We developed a new flow diverter that is easy to use and resheathable. It has a metal density of approximately 33–41%, depending on the relationship between the parent vessel and stent diameter, which is comparable to other commercially available flow diverters (31). This pilot study was conducted to preliminarily evaluate the safety and effectiveness of the FloWise flow diverter before a prospective multicenter study. FloWise placement was successful in all patients, and there were no newly-developed neurological symptoms during the 6-month follow-up period. However, it has been reported in the literature that other commercially available flow diverters have shown combined major morbidity and neurological mortality rates of 5.6–7.7% (45).
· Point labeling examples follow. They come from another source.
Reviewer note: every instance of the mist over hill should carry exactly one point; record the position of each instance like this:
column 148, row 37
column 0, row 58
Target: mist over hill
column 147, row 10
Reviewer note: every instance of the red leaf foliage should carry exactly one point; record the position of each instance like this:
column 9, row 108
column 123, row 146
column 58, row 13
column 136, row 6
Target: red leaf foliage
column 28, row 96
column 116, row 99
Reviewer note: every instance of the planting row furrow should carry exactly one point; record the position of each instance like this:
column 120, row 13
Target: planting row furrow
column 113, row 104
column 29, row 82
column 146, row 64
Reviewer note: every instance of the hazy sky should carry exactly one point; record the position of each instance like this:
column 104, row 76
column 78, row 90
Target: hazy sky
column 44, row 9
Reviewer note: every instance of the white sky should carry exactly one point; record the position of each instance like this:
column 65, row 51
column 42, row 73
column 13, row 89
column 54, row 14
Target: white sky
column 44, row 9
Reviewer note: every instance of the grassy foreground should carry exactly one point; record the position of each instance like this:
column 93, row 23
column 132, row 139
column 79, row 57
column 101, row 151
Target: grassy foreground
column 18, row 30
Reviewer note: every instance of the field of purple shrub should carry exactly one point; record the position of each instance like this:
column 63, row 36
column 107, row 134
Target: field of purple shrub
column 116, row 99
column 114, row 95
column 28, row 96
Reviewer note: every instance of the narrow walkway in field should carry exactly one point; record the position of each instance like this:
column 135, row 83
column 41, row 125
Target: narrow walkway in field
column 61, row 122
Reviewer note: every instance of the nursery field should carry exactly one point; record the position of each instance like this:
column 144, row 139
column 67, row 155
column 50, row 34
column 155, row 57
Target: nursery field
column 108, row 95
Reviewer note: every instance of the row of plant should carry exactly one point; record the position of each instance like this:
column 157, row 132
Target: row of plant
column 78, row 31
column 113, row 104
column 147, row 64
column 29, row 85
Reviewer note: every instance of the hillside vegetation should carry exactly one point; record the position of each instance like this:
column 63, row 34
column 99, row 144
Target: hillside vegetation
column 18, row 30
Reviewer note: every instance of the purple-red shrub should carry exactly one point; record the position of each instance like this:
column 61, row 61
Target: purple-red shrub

Due to the small sample size of this pilot study, it cannot be assumed that the FloWise flow diverter is safer than other commercially available flow diverters. One explanation for the absence of complication in this pilot study is that all procedures were done by a single operator who had extensive experience in commercially available flow diverters. Given that implantation of a flow diverter stent requires considerable technical expertise, placement by an experienced operator might be helpful to avoid periprocedural complications. Additionally, in cases that an operator judged flow diversion to be insufficient after implantation of the first FloWise, additional devices were overlapped until flow diversion appeared to be sufficient. In the authors' opinion, this may help to avoid delayed complications, such as aneurysm rupture. Complete occlusion was observed in 66.7% and 83.3% of target aneurysms at 6 months and 12 months, respectively, after FloWise implantation. These rates are comparable with the rates reported in the literature (55.7–93.3%) (32). Although the sample size was small, the safety and effectiveness of FloWise did not appear to be inferior to the safety and effectiveness of commercially available flow diverters. If FloWise's safety and effectiveness is validated in a larger population, FloWise could be an additional tool for flow diversion therapy in intracranial aneurysms.
In conclusion, FloWise appears to be a safe and effective treatment for unruptured ICA aneurysms. A prospective multicenter study to validate the safety and effectiveness of the FloWise stent would be worthwhile.